Fans of live comedy may have seen Tom Binns doing rubbish DJ Ivan Brackenbury and dodgy psychic Ian D Montfort on the circuit and in Edinburgh in recent years. Now finally, after a BBC one-off last year Binns gets his own series, a mockumentary set in the fictional Brimlington Hospital, in which he plays Brackenbury, Montfort and many more eccentric creations.
I probably wrote this when the pilot went out last year, but the closest comparison is Peter Kay and his early C4 showcase The Services. While the supporting cast here is pretty good - Russell Brand and Sian Gibson are coming up and in the first episode Alex Macqueen stars as a snooty TV drama doctor who thinks he is a real surgeon – the programme stands or falls on Binns. And luckily the diagnosis is pretty positive.

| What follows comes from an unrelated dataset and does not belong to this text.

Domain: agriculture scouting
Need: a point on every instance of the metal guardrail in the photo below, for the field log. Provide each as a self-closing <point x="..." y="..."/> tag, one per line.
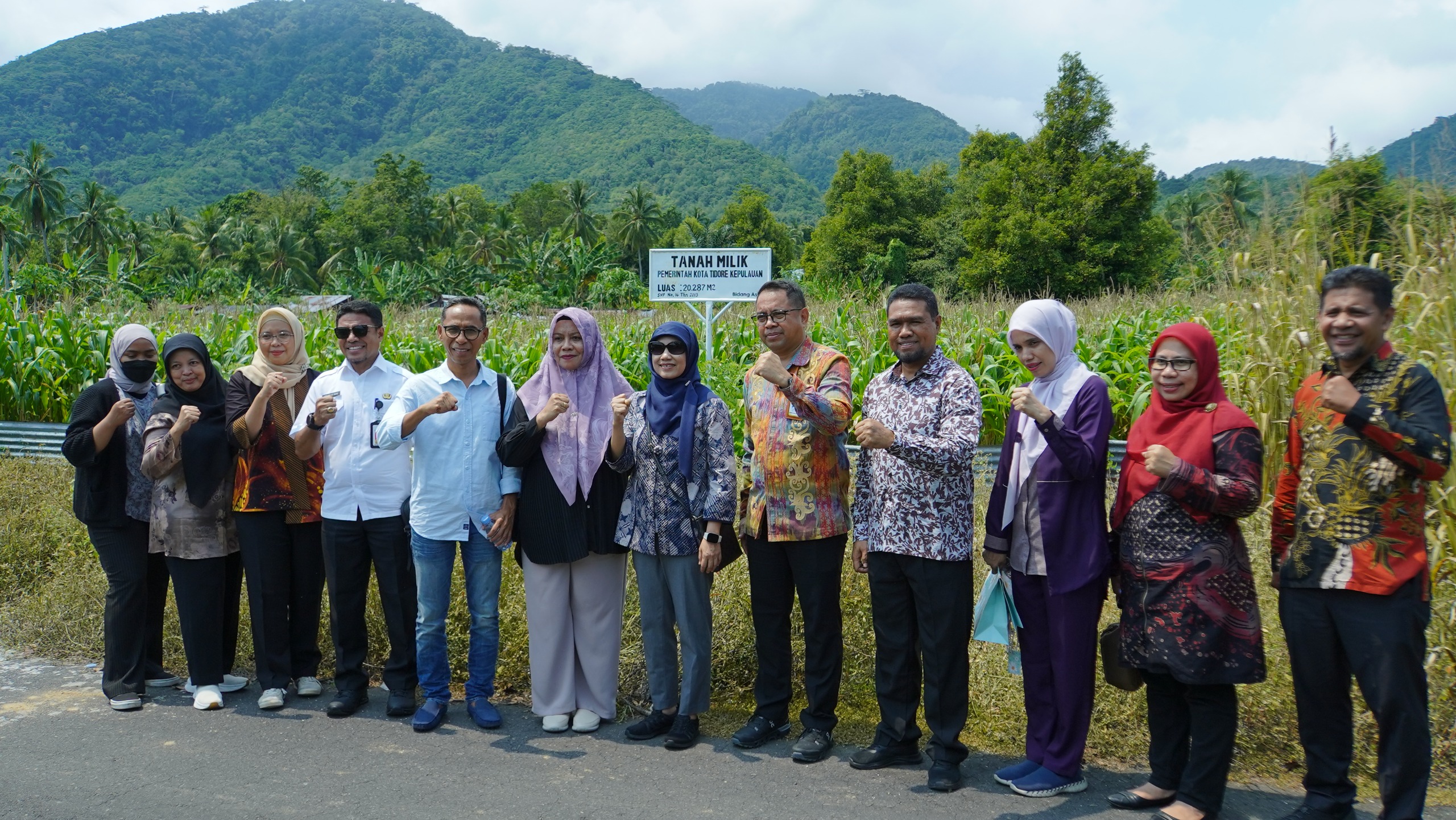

The opener is set around the annual hospital awards, which every staffer wants to win. So one by one we get introduced to the characters played by Binns as they lobby and jockey for position. Hapless, deluded Brackenbury we know from the start doesn’t stand a chance, but maybe hospital priest Father Kenny will triumph - he certainly sticks enough votes for himself in the ballot box when nobody is looking.
And then there is manager Susan Mitchell, who is partial to an innuendo. A hospital has people at the top and bottom, she explains: “A good manager always listens to their bottom”. No chance for a shamelessly cheesy joke is missed. Scouser Father Kenny’s gags are the corniest, while Brackenbury’s radio motto is the Savile-esque “Reaching out and touching people.”
Somehow though Binns manages to have his cheese cake and eat it. The tidal wave of gags both good and eggy means that there is never a dull moment when one might sit back and realise how corny this is. This is old school mainstream comedy, but cleverer than it initially seems. Old school comedy with a knowing wink. Or maybe it's conjunctivitis.
Hospital People, Fridays from April 21 at 9.30pm on BBC1.